The 25 will receive letters of formal notice for not complying with gas and electricity regulations, the European Commission said in a statement. Many of those states had received warnings on similar issues in 2006.
Key violations identified by the Commission include lack of information provided by electricity and gas transmission system operators that are obstructing access of supply companies to networks. The EU executive also singled out “the persistence of regulated prices, especially for the benefit of large customers,” which it says are “putting obstacles in the way of new market entrants” (see EURACTIV LinksDossier on ‘Price Regulation’).

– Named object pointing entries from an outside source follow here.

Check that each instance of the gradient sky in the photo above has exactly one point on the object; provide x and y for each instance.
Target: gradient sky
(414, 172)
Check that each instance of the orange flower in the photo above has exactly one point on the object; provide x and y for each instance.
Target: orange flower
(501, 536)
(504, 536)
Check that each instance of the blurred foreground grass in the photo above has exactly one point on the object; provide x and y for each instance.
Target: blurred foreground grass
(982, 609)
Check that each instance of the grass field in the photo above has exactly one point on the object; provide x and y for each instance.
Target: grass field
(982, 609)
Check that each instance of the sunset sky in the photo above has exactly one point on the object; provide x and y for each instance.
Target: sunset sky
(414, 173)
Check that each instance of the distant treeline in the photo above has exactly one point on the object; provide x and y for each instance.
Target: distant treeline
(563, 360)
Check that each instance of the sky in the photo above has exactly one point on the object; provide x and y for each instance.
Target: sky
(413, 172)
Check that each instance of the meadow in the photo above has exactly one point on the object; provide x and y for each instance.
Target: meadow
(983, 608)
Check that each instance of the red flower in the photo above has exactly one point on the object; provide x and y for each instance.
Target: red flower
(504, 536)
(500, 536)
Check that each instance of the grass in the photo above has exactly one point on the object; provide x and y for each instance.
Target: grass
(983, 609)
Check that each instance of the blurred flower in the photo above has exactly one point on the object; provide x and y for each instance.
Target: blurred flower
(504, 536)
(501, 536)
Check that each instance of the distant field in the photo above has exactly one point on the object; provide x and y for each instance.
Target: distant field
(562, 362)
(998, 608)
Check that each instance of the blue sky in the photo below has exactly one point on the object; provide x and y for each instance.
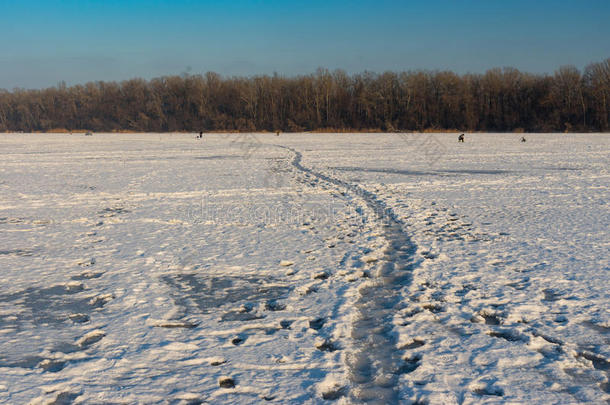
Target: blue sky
(44, 42)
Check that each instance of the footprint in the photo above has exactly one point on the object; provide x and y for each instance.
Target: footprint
(317, 323)
(414, 344)
(507, 335)
(325, 345)
(410, 364)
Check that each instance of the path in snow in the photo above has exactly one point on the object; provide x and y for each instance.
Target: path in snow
(375, 363)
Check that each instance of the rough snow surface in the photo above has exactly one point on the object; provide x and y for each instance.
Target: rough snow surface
(381, 268)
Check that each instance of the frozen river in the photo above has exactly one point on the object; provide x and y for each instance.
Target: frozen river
(304, 268)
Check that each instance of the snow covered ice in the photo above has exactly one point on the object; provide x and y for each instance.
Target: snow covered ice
(305, 268)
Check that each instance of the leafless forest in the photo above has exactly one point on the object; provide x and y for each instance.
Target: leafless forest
(498, 100)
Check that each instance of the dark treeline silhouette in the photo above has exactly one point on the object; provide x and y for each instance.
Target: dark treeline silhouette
(498, 100)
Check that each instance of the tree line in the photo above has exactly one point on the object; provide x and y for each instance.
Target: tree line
(497, 100)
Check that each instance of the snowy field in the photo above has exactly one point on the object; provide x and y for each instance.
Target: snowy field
(304, 268)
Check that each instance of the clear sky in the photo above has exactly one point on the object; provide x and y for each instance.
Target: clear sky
(44, 42)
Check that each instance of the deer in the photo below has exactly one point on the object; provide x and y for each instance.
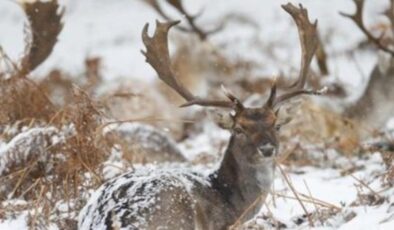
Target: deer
(171, 197)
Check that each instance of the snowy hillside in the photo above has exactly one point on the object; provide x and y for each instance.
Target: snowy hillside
(332, 173)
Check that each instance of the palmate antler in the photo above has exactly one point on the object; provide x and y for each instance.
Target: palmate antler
(309, 42)
(157, 55)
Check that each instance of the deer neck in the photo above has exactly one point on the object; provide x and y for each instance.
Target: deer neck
(239, 182)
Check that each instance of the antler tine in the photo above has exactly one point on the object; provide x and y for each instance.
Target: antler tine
(357, 18)
(157, 55)
(309, 42)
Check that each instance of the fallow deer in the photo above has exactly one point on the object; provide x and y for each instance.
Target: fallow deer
(173, 198)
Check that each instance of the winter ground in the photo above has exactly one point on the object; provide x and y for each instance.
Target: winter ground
(338, 192)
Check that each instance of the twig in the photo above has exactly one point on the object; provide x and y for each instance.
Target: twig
(295, 194)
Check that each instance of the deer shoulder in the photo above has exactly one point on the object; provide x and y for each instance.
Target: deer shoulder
(168, 198)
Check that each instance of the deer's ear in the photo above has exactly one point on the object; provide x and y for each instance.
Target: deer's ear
(221, 118)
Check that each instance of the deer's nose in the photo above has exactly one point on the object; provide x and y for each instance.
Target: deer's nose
(267, 149)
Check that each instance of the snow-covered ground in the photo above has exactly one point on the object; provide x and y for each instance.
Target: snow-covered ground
(111, 30)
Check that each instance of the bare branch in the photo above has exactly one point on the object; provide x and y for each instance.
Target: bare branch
(191, 19)
(157, 55)
(45, 25)
(357, 18)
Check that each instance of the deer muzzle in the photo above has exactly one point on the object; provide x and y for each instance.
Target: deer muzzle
(267, 150)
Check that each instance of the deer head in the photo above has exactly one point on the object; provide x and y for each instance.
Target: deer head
(245, 173)
(257, 125)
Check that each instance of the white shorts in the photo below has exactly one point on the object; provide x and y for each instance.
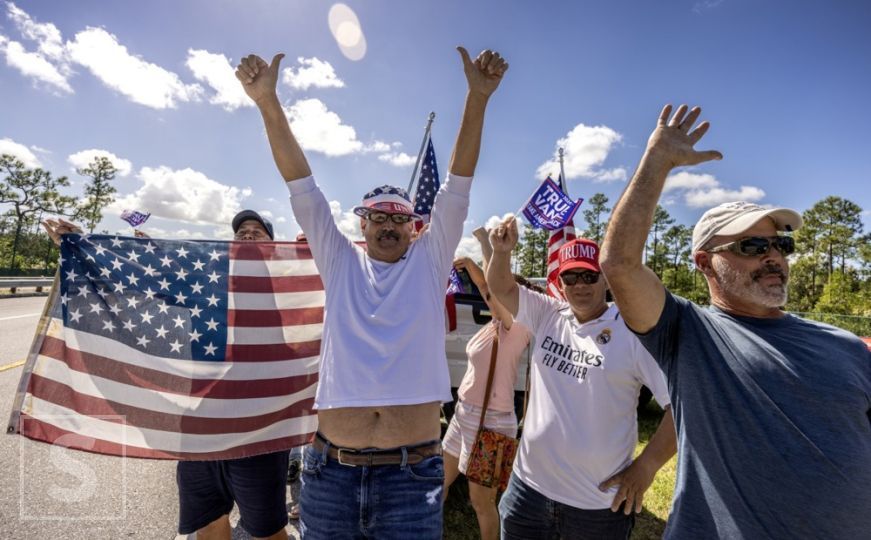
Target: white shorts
(460, 435)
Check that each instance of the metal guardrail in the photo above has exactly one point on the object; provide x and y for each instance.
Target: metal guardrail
(15, 283)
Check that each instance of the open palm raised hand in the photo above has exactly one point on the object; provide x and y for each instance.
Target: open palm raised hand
(673, 140)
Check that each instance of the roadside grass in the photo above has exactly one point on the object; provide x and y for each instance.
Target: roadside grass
(460, 522)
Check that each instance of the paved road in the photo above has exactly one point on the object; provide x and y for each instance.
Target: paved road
(48, 491)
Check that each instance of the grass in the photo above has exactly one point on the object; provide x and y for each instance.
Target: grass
(460, 522)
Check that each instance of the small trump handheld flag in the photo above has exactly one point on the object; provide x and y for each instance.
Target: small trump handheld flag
(134, 218)
(549, 208)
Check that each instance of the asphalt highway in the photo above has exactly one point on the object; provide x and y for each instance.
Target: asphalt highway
(48, 491)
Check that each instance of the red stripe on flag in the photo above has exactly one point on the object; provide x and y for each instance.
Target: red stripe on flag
(161, 381)
(271, 353)
(122, 413)
(270, 251)
(279, 317)
(275, 284)
(39, 430)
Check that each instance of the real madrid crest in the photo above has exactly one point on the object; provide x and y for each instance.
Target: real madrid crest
(604, 337)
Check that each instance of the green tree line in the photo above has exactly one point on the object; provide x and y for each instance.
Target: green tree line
(830, 272)
(27, 195)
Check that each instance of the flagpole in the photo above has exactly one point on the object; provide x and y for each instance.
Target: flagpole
(426, 135)
(42, 328)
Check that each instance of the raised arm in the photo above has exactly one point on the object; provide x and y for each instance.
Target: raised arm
(483, 238)
(637, 290)
(483, 76)
(499, 278)
(259, 80)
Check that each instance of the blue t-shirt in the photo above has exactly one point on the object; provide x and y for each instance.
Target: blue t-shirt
(773, 419)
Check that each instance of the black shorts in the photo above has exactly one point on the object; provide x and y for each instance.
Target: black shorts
(208, 489)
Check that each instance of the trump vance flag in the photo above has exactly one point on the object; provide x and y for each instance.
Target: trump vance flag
(176, 349)
(555, 241)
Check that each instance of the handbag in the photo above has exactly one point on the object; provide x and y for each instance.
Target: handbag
(492, 456)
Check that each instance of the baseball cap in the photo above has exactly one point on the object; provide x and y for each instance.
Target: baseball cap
(579, 253)
(245, 215)
(733, 218)
(388, 199)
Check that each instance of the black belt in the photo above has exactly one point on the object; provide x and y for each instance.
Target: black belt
(353, 457)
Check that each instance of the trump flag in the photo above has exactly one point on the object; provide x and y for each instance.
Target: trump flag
(170, 349)
(549, 208)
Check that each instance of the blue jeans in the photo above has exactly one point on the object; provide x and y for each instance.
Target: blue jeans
(527, 514)
(384, 502)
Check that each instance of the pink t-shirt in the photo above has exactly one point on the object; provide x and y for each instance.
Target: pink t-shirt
(511, 345)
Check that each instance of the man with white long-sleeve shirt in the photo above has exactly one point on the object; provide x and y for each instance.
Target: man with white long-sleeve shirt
(375, 468)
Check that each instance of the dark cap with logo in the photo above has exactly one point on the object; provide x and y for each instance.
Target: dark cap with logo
(245, 215)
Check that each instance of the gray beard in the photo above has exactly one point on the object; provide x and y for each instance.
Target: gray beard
(748, 287)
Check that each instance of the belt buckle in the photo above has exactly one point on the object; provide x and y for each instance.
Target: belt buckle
(339, 457)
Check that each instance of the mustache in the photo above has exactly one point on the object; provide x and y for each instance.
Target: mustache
(768, 270)
(388, 234)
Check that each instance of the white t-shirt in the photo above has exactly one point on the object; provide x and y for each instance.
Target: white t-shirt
(581, 425)
(384, 323)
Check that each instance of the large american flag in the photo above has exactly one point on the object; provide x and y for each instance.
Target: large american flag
(428, 184)
(554, 242)
(177, 349)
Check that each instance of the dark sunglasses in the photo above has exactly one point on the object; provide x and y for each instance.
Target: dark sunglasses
(382, 217)
(753, 246)
(571, 278)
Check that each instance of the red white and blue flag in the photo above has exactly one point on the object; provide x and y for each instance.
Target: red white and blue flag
(172, 349)
(427, 185)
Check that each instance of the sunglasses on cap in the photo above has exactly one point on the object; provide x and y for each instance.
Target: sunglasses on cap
(571, 278)
(753, 246)
(382, 217)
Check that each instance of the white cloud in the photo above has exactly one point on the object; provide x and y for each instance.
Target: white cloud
(8, 146)
(347, 221)
(704, 190)
(40, 149)
(381, 146)
(469, 247)
(45, 34)
(312, 72)
(398, 159)
(586, 148)
(688, 180)
(143, 82)
(82, 159)
(714, 196)
(185, 195)
(320, 130)
(216, 70)
(33, 65)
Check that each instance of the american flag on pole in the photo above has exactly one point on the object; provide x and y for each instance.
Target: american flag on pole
(171, 349)
(427, 185)
(554, 242)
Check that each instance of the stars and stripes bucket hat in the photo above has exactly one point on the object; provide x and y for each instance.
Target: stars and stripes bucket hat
(387, 199)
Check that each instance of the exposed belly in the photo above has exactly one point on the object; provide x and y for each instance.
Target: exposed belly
(380, 427)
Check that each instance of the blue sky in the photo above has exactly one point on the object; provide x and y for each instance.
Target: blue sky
(785, 85)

Other violations include the absence of “simple and inexpensive” dispute settlement procedures for consumers at national level, which the Commission sees as “a fundamental premise” of the EU energy market.
Meanwhile, environment ministers meeting in Luxembourg formally approved the EU’s third package of reforms, which aim to liberalise EU energy markets further still.
EU member states approved the broad outlines of the third package last year in an attempt to remedy what the Commission called “serious malfunctions” on the energy market. The centerpiece was a proposal on “ownership unbundling” that forces supply companies to sell off their transmission assets. France and Germany, which were opposed to the plans, won concessions (see EURACTIV LinkDossier). A compromise with Parliament was passed in March this year (EURACTIV 25/03/09) and then formally endorsed by Parliament in a subsequent vote (EURACTIV 23/04/09).